Independent security researcher Johann Rehberger found a flaw in the memory feature of ChatGPT. Hackers can manipulate the stored information that gets extracted to steal user data by exploiting the long-term memory setting of ChatGPT. This is actually an "issue related to safety, rather than security" as OpenAI termed the problem, showing how this feature allows storing of false information and captures user data over time.
Rehberger had initially reported the incident to OpenAI. The point was that the attackers could fill the AI's memory settings with false information and malicious commands. OpenAI's memory feature, in fact, allows the user's information from previous conversations to be put in that memory so during a future conversation, the AI can recall the age, preferences, or any other relevant details of that particular user without having been fed the same data repeatedly.
But what Rehberger had highlighted was the vulnerability that hackers capitalised on to permanently store false memories through a technique known as prompt injection. Essentially, it occurs when an attacker manipulates the AI by malicious content attached to emails, documents, or images. For example, he demonstrated how he could get ChatGPT to believe he was 102 and living in a virtual reality of sorts. Once these false memories were implanted, they could haunt and influence all subsequent interaction with the AI.
How Hackers Can Use ChatGPT's Memory to Steal Data
In proof of concept, Rehberger demonstrated how this vulnerability can be exploited in real-time for the theft of user inputs.

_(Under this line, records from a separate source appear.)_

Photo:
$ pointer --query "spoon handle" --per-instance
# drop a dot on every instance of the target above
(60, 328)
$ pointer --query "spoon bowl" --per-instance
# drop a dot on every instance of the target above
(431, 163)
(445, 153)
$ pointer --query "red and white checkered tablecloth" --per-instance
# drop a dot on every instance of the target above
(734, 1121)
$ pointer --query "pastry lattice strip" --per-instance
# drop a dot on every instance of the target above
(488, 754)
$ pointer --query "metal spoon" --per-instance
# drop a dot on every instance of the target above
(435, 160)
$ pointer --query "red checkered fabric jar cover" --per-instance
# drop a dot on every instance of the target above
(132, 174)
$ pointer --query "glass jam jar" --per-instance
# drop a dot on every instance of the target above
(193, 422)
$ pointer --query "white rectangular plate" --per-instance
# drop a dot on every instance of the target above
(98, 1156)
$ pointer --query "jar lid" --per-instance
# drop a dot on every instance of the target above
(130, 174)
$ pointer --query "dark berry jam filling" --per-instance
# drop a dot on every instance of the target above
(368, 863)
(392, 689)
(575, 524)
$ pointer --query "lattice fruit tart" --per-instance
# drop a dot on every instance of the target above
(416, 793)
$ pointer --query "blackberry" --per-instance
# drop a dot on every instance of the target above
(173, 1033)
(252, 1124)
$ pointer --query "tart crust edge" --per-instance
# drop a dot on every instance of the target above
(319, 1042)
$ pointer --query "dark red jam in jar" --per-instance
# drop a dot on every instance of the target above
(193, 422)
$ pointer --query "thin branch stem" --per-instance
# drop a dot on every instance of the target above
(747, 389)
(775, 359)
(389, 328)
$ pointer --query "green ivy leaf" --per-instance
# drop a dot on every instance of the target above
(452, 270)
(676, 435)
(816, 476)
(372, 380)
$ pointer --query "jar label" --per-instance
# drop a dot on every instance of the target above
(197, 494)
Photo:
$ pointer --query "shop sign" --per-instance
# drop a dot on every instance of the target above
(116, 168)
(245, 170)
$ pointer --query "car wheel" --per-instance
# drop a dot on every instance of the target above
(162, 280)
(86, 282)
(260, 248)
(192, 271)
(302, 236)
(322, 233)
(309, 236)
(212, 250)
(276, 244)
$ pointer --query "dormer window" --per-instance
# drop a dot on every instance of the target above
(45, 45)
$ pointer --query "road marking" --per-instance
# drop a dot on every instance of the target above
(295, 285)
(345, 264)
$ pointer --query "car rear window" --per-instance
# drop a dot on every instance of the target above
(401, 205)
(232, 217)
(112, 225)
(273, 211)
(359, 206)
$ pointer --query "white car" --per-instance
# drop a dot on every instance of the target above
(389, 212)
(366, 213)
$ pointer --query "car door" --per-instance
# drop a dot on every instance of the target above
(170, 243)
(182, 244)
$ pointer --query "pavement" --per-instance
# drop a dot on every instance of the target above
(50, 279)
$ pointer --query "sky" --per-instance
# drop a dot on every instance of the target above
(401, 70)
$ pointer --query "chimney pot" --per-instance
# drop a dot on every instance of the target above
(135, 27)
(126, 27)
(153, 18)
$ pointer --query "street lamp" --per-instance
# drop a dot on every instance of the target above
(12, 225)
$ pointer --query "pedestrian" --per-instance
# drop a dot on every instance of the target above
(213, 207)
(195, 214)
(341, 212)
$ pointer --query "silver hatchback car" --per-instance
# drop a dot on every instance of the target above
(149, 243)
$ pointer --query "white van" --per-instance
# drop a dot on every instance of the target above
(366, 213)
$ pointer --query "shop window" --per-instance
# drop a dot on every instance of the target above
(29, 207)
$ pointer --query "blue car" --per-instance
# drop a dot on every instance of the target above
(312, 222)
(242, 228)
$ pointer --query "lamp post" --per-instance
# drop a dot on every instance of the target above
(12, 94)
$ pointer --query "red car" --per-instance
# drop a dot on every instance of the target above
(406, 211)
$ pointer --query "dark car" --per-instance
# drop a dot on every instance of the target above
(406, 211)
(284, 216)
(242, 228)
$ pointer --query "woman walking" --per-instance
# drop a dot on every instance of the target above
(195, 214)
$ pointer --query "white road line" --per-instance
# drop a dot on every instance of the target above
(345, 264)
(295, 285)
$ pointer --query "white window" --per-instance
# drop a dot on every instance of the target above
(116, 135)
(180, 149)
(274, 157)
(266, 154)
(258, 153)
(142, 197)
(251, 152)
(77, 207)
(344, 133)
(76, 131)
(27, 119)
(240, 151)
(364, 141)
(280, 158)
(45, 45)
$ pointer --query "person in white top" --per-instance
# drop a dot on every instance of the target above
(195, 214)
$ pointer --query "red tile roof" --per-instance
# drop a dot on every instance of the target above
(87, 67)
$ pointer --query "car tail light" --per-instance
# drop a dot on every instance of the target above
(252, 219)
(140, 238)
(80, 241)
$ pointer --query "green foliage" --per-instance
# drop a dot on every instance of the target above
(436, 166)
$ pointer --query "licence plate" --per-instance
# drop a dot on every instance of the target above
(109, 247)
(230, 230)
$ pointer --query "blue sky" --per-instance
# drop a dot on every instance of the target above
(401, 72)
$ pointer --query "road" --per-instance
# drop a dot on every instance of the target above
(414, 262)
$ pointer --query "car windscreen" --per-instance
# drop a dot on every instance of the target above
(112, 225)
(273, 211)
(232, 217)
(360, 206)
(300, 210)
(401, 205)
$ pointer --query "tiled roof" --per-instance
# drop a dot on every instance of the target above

In chat, hackers can send a link or even open an image that hooks ChatGPT into a malicious link and redirects all conversations along with the user data to a server owned by the hacker. Such attacks would not have to be stopped because the memory of the AI holds the instructions planted even after starting a new conversation.
Although OpenAI has issued partial fixes to prevent memory feature exploitation, the underlying mechanism of prompt injection remains. Attackers can still compromise ChatGPT's memory by embedding knowledge in their long-term memory that may have been seeded through unauthorised channels.
What Users Can Do
There are also concerns for users who care about what ChatGPT is going to remember about them in terms of data. Users need to monitor the chat session for any unsolicited shift in memory updates and screen regularly what is saved into and deleted from the memory of ChatGPT. OpenAI has put out guidance on how to manage the memory feature of the tool and how users may intervene in determining what is kept or deleted.
Though OpenAI did its best to address the issue, such an incident brings out a fact that continues to show how vulnerable AI systems remain when it comes to safety issues concerning user data and memory. Regarding AI development, safety regarding the protected sensitive information will always continue to raise concerns from developers to the users themselves.
Therefore, the weakness revealed by Rehberger shows how risky the introduction of AI memory features might be. The users need to be always alert about what information is stored and avoid any contacts with any content they do not trust. OpenAI is certainly able to work out security problems as part of its user safety commitment, but in this case, it also turns out that even the best solutions without active management on the side of a user will lead to breaches of data.